Spike: How do we sync the backend with a source of advisories and affected versions?

Time-boxed: 3 days

Topic to Evaluate

As part Dependency Scanning: CVS Trigger scans on Advis... (&9534 - closed), we need to evaluate the feasibility of a sync protocol the backend who use to get security advisories from an external service. The sync protocol must support the following scenarios:

Import advisories with sets of affected versions.
Import changes in the description of an advisory.
Import changes in the affected versions for existing security advisories.
- New versions are available, and they are affected.
- Versions that have already been exported become affected.
- Versions that have already been exported are no longer affected.

(When importing changes in the affected versions, the backend respond by adding or removing vulnerabilities to the projects referencing these versions.)

Problem discussion

The need for defining a sync protocol comes from the fact that package registries constantly add data and the producer external license database needs to transfer the data to the GitLab monolith each time.

Transferring the full dataset each time would still be a problem even if transfer-time or resource-usage was not an issue. Under the current (v1) protocol scheme an initial sync (full dataset) has been observed to take on the order of hours and has a large impact on database usage with the current ingestion (upsert) scheme.

The current v1 version of the package metadata sync (spike) sync between monolith package metadata ... (#379137 - closed) represents changes to the dataset as deltas from the last time the producer has exported the data. The consumer just needs to resume from its last sync checkpoint to get the changes.

The problem with v1 is that it is currently only able to capture data being added. If data is updated or removed, there is no way to represent this.

Proposal

A couple of options are viable as an MVC:

extend the csv deltas format to incorporate data changes
change the protocol to represent the complete dataset in a (file/tree) structured way and represent changes via a separate change manifest

Both options will have to add a new type and an update to the path seems most convenient where the current license dataset would go under <version>/<purl_type>/licenses/<sequence>/<chunk> and the new data set (affected versions) would go under <version>/<purl_type>/advisories/<sequence>/<chunk>.

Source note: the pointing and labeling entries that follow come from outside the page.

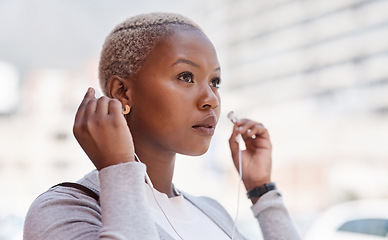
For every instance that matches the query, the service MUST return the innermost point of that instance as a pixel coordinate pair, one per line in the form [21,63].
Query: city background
[314,72]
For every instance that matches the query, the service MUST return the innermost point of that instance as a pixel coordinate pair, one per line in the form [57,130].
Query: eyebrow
[191,63]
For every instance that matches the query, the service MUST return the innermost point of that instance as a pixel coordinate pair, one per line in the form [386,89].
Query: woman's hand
[256,159]
[102,131]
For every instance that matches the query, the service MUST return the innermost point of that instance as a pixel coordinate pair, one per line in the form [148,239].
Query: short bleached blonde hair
[131,41]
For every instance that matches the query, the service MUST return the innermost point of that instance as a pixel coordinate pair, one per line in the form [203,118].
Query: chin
[195,152]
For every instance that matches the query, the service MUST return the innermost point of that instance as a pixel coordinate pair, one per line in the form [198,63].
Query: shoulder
[210,207]
[57,210]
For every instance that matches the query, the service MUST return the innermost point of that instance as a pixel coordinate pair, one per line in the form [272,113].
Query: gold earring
[126,109]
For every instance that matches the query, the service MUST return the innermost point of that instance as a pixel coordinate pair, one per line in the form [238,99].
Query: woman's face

Option 1: extend the delta csv format

For advisories the 3rd row (currently storing licenses) can be repurposed to store CVEs:

rails,6.1,CVE-1
rails,6.1,CVE-2
rails,6.1,CVE-3

Data for a particular package-version combination would be combined under a single record and the information packed into the last column (currently storing a single license): rails,6.1,"CVE-1,CVE-2,CVE-3" or rails,6.1,"MIT,Apache".

pros
- producer doesn't have to keep state just dump out all data for a changed record
cons
- very large rows possible
- lots of data to read to make one small change

Note: there is another option of using the csv format as a transaction log (e.g. indicating whether a given record was added, deleted, updated, etc.). But this imposes high burden on both producers and consumers. The producer needs to track the change internally (e.g. this is a deletion because the record exists). And the consumer will have to consume lots of unnecessary data if it has an outdated dataset (e.g. for a single row, process an addition, then a deletion, then another update). This can be considered if updates are few.

Note #2 (closed): another option is to use a more structured format like json in order to not have to pack semantic data into csv rows (e.g. compressing several licenses into a field but having to escape the csv delimiter)

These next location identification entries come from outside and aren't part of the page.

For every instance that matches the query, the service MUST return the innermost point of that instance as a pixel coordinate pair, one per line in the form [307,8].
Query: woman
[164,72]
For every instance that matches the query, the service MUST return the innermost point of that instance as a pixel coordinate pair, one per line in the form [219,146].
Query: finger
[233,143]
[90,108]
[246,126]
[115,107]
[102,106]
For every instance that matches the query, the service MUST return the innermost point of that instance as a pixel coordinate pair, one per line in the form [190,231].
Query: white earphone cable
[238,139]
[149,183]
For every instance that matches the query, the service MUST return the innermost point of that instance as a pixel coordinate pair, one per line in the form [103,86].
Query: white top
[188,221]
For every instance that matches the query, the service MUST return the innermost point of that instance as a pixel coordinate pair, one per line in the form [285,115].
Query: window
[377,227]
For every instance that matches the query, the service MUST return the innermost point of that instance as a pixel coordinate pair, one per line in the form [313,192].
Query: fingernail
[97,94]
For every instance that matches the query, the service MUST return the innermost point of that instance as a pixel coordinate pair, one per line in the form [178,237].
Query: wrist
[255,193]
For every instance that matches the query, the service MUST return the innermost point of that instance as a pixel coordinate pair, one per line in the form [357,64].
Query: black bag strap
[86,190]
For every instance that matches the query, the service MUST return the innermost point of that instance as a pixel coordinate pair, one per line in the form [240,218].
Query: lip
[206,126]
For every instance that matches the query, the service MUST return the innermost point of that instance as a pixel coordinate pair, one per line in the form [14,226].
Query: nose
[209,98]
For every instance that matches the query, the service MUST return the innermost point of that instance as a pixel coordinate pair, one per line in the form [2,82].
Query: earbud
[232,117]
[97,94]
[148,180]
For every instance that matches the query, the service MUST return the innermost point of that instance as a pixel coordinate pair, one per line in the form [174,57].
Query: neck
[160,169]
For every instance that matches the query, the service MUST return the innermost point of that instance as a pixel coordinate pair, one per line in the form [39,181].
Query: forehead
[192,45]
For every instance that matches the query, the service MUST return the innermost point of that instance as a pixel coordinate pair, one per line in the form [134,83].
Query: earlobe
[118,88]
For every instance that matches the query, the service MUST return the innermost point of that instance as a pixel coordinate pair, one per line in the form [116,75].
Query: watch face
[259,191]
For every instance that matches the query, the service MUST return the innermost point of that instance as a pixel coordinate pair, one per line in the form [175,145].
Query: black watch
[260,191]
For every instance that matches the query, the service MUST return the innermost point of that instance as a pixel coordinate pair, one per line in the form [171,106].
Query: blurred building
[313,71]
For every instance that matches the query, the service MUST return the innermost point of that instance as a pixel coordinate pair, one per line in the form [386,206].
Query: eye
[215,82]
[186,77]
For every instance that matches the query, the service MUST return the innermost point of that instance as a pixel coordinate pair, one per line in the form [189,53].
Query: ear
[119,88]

Option 2: switch to a format representing the full dataset

This means representing the data in a file-like structure. For example:

.
  - v2
    - gem
      - rails
        - 6.1
          - licenses
          - advisories
        - 6.2
          - licenses
          - advisories
      - rspec-core
        - 3.10.0
          - licenses
          - advisories
      ...

The exact structure (e.g. splitting licenses and advisories by version vs by package) is still to be explored and can be determined on the cardinality of the datasets.

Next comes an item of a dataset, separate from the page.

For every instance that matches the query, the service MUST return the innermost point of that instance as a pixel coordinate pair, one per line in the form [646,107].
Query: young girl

When a change is made, the producer makes the change to only the affected path and writes the affected path to a changeset. This scheme simplifies several things. The producer always stores the latest representation of the data in the bucket but the changes it has to make are quite small and limited to only what has changed.

.
  - v2
    - change_manifest
      - c1
        - *
      - c2.json
        - contents: { paths: ['v2/dataset/gem/rails/6.2'] }
    - dataset
      - change_id=c2
      - gem
        - rails
          - versions
            - 6.1
              - advisories
              - licenses
            - 6.2
              - advisories
              - licenses
      - golang

As an example, if rails added a new version (6.2) and its licenses: The producer does the following:

add prefix 6.2 and its data under v2/dataset/gem/rails
generate a new change_id (c2)
update v2/dataset/gem/change_id to c2
add c2 to v2/change_manifest with the path that was changed

When the consumer needs to sync its dataset it:

fetches the last checkpoint or change_id it stored (c1)
fetches the current change_id in v2/dataset/gem/change_id
finds the changes in v2/change_manifest
iterates over the changed paths, syncing data just for what was synced

It is likely overkill to have a file per version and it is much likelier that we would have a json file per package. Large packages can be split up into files using some part of the version (e.g. the major).

pros

producer does not need to be aware of state outside of last change written
consumer only needs to store the change_id
granularity of the change controllable (e.g. can use v2/dataset/gem/rails to indicate that the whole package changed rather than just a version)
for initial sync or a missing changeset the consumer reads all of v2/dataset and always arrives at the same state as a consumer using a delta betwen two change_ids (this is similar to the current scheme)

cons

more complicated protocol
the consumer needs to figure out how to reconcile the current dataset state against what it has stored

Note: git would be a decent candidate here (as this scheme is just a simplified version control) but there is no easy way to store the repo in a gcp bucket.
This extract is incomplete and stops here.